Ein Fall für den Radanwalt: gefährliche Situationen wie die beim Burgtheater, wo rechts abbiegende Autofahrer immer wieder Radler auf dem Ringradweg übersehen. Was zum Aufregen: Einbahnstraßen, die Menschen auf Rädern Umwege bescheren. Dauerbrenner: fehlende Absperranlagen. Noch finden sich erst wenige Fähnchen des Ärgers auf der interaktiven Wien-Karte, die von den Wiener Grünen diese Woche ins Internet gestellt wurde. "Sag, was dir am Radnetz nicht passt", fordert Christoph Chorherr Alltags- und Freizeitradler auf, sich am Projekt "Radfalle!" zu beteiligen. Man möge Mängel und Lücken im Wiener Radverkehrsnetz benennen, vielleicht sogar Lösungsvorschläge anbieten, aber auch gute Lösungen loben. Das ist einigermaßen naheliegend, schließlich sieht man den Grün-Politiker Chorherr selbst regelmäßig mit dem Rad durch die Stadt kurven.

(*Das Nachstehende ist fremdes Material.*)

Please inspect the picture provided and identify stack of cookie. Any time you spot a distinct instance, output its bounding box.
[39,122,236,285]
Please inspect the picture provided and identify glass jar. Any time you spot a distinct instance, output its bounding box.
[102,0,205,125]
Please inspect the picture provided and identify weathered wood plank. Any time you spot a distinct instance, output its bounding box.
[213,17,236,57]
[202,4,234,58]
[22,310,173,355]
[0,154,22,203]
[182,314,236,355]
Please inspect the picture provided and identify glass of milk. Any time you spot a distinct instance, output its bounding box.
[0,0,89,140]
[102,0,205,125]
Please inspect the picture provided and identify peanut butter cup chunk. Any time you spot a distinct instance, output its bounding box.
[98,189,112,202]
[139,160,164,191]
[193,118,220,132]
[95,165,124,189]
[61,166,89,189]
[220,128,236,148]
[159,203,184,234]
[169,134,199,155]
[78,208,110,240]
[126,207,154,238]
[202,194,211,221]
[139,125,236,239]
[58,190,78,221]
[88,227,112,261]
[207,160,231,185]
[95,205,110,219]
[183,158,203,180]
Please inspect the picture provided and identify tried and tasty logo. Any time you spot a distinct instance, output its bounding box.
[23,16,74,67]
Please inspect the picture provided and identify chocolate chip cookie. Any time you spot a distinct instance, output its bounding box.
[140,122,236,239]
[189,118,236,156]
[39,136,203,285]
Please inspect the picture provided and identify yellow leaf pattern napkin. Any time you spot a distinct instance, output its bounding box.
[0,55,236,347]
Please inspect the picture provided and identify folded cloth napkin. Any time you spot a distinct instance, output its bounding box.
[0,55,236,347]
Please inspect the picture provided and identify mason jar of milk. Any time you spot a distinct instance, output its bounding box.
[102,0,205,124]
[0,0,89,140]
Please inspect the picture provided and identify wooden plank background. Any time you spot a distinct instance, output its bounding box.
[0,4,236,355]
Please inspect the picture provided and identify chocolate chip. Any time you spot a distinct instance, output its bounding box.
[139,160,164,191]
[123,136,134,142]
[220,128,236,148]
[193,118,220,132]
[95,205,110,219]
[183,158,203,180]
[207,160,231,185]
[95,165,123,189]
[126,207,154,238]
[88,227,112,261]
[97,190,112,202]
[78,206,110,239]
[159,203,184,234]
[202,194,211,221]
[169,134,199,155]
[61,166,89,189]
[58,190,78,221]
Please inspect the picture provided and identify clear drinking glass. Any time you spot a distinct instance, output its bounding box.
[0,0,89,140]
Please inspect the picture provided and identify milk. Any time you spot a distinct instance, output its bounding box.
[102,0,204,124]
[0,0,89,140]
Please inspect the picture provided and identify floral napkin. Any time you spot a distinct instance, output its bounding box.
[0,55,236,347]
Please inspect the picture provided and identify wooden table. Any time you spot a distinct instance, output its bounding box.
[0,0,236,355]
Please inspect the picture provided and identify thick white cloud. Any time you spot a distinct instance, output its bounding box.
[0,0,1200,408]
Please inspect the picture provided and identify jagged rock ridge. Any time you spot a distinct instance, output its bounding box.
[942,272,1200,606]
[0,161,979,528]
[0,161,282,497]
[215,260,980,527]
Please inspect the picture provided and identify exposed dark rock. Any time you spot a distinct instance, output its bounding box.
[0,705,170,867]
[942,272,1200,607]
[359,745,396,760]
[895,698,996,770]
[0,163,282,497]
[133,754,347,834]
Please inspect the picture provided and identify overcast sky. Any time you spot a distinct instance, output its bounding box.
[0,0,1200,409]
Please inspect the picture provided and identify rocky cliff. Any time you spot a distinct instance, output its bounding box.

Das Onlinewerkzeug basiert auf Google-Maps, registrierte Benutzer der Homepage der Wiener Grünen können Punkte setzen, den genauen Standort sowie das jeweilige Problem schildern und auch Fotos davon auf den Server laden. Die gesammelte Information soll dann auf Landes- und Bezirksebene den zuständigen Stellen vorgelegt werden.

Vielleicht lässt sich auf dem Plan der Grünen ja in ein paar Wochen auch ablesen, ob die Parteikollegen in den von ihnen regierten Bezirken gute Arbeit leisten. Für den Radverkehr nämlich. Mit ganz vielen "Gute Lösung"-Fähnchen. Die sind in der "Radfalle" übrigens blau.